Gary Koenig, Associate Professor of Chemical Engineering, UVA Engineering.

According to Koenig, other methods such as high-resolution X-ray diffraction can offer comprehensive structural data during electrochemical processes, but this technique normally averages comparatively large volumes of the material. Likewise, X-ray phase imaging is capable of visualizing salt concentrations in battery electrolytes, but the method necessitates a special spectrochemical cell and can only gain composition information between the electrode regions.

To gather thorough information across a broader area, the scientists conducted their explorations using neutrons at the cold neutron imaging beamline at Oak Ridge’s High Flux Isotope Reactor.

“Lithium has a large absorption coefficient for neutrons, which means that neutrons passing through a material are highly sensitive to its lithium concentrations,” said Ziyang Nie, lead author and graduate student in Koenig’s group. “We demonstrated we could use neutron radiographs to track in situ lithiation in thin and thick metal oxide cathodes inside battery cells. Because neutrons are highly penetrating, we did not have to build custom cells for the analysis and were able to track the lithium across the entire active region containing both electrodes and electrolyte.” 

Comparing the lithiation process in thick and thin electrodes is necessary to help understand the effects of heterogeneity — local differences in mechanical, transport, structural, and kinetic properties — on battery life and performance. Local heterogeneity can also cause non-uniform battery current, state of charge, temperatures, and aging. Usually, as the thickness of an electrode expands, so do the damaging effects of heterogeneity on battery performance.

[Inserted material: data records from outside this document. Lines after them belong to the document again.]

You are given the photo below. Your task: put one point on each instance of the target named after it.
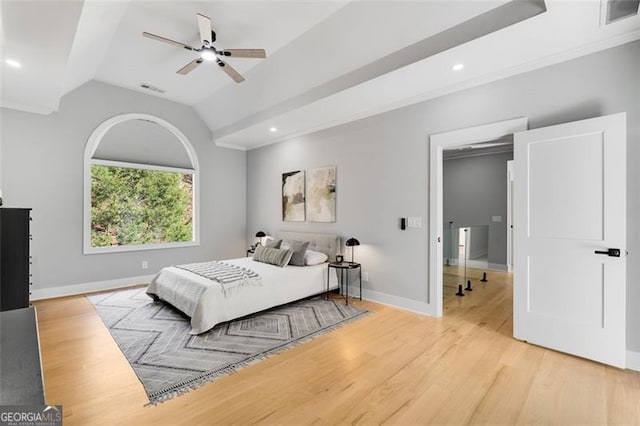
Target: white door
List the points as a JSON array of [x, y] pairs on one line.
[[570, 202]]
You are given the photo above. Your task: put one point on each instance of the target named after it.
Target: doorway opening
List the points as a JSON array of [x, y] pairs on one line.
[[439, 144], [475, 210]]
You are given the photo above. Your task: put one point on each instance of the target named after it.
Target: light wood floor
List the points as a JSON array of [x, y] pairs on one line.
[[391, 367]]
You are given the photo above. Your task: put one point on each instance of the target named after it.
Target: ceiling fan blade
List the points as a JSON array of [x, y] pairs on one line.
[[190, 66], [231, 72], [167, 40], [204, 24], [245, 53]]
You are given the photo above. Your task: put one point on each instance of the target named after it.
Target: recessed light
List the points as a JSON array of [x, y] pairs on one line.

Nevertheless, if thicker cathodes and anodes could be used in batteries without influencing other factors, it would help raise energy storage capacities.

For the preliminary experiments, the thin electrode samples possessed thicknesses of 0.738 mm for lithium titanate and 0.463 mm for lithium cobalt oxide, while the thick lithium titanate and lithium cobalt oxide samples were 0.886 mm and 0.640 mm, respectively.

Our immediate goal is to develop a model to help us understand how modifying the structure of an electrode, such as changing how the material is oriented or distributed, could improve ion transport properties. By imaging through each sample at different points in time, we were able to create 2D maps of lithium distribution. In the future, we plan to rotate our samples within the neutron beam to provide 3D information that will reveal in more detail how heterogeneity impacts ion transport.

Gary Koenig, Associate Professor of Chemical Engineering, UVA Engineering.

The National Science Foundation supported this research.